Thursday, August 25, 2011

Weekly newspaper in Adair County does a special section on health and sends it to everyone in the county

Special sections on health are good for community newspapers and their readers. Health-care providers have money for advertising in such sections, and a section focused on health can have more impact on readers than individual, occasional stories.

Based on a pilot project it oversaw in 2007, the Institute for Rural Journalism and Community Issues began recommending to rural newspapers that they schedule health sections as part of editions that are mailed to every postal customer in a paper's home county, a standard circulation-building technique. If a newspaper wants to help improve the health of its community, why not reach everyone in the community?

Last week, one Kentucky newspaper did that. The Adair County Community Voice of Columbia included a 10-page broadsheet section on health in an edition that was mailed to everyone in the county. And though it got no advertising from the local public hospital, with which it has been embroiled in an open-meetings dispute, it did get ads from hospitals in other counties.

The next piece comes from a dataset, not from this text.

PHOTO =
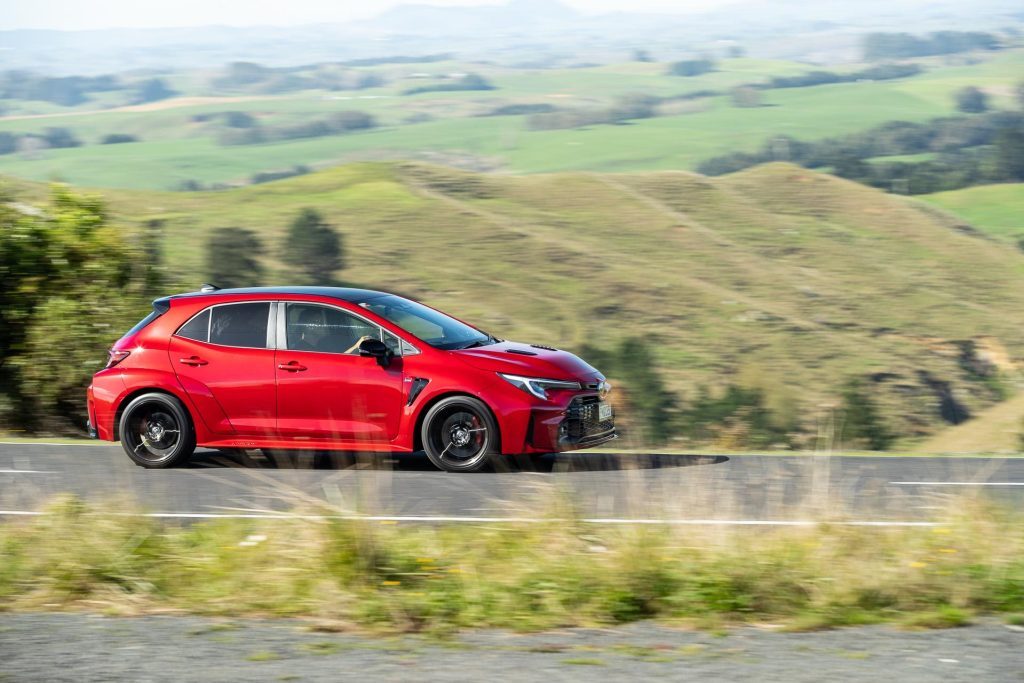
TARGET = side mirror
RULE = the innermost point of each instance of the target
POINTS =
(378, 349)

Newspapers can mail up to 10 percent of their annual circulation to non-subscribers in their home county at subscriber rates, and can sell "sponsored circulation" to pay the extra cost of printing and postage for the extra copies. The 2007 pilot project with another Kentucky weekly, The Berea Citizen, found that non-subscribers said they were more likely to subscribe if the paper regularly included health information. For a copy of the report on the project, click here. The health section is not online, but PDFs of its pages are posted on the Institute website in a 4.4 MB file, here.

Ky., Ohio, Tenn. and W.Va. join forces to fight prescription-drug abuse amid questions about use of Ky. system

Kentucky has formed a partnership with Ohio, Tennessee and West Virginia to help fight prescription drug abuse, "even as questions linger over how well the state has used its own electronic monitoring resources," reports Mike Wynn of The Courier-Journal.

The Interstate Prescription Drug Task Force will comprise about 30 experts from law enforcement and drug agencies. They are charged to come up with ways to lessen prescription drug abuse and sales. "We do a good job from a law enforcement standpoint, but by working together, we can better identify prescribers, dispensers and patients who are exploiting our borders," Gov. Steve Beshear said in announcing the task force Wednesday.

Task force members will share drug information the state collects on who receives and prescribes certain medications. Kentucky's system is known as KASPER, short for Kentucky's All Schedule Prescription Electronic Recording system. How well the data compiled by the system are being used came into question last week when House Speaker Greg Stumbo, D-Prestonburg, pressed the Kentucky Board of Medical Licensure to explain why it wasn't analyzing the numbers, which it had asked for permission to obtain, Wynn notes.

Rural hospitals to get federal help for recruiting physicians

Critical-access hospitals will get help recruiting physicians to their rural areas through an expanded loan repayment program that is part of President Obama's new jobs initiative for rural America.

The initiative is called the National Health Service Corps, Alexandra Wilson Pecci of HealthLeaders Media reports. The 1,300 critical-access hospitals can use federal loans to recruit new physicians. A press release from the White House states the addition of one primary care physician in a rural community generates about $1.5 million in annual revenue and creates 23 jobs annually.

Kentucky has 30 critical-access hospitals, which must be in rural areas, 35 miles from another hospital or 15 miles from another hospital in mountainous terrain, according to the Rural Assistance Center. The average CAH creates 107 jobs and generates $4.8 million in payroll annually, the White House says.

The jobs program also includes an agreement that will "link rural hospitals and clinicians to existing capital loan programs to help them buy health IT software and hardware and jump the typical rural hospital hurdle of limited access to capital and lower financial operating margins," HealthLeaders Media reports.

A few days before announcing the jobs program, the White House Rural Council released a report that outlined recent investments in rural healthcare access. Those include placing more than 2,600 clinicians in rural communities and providing distance learning and telemedicine services to more than 2,500 rural healthcare and educational facilities. It also highlighted an investment of 500 projects across the U.S. Department of Veterans Affairs health care system that support rural health care. That includes 404 community-based outpatient clinics and 48 outreach clinics in rural areas.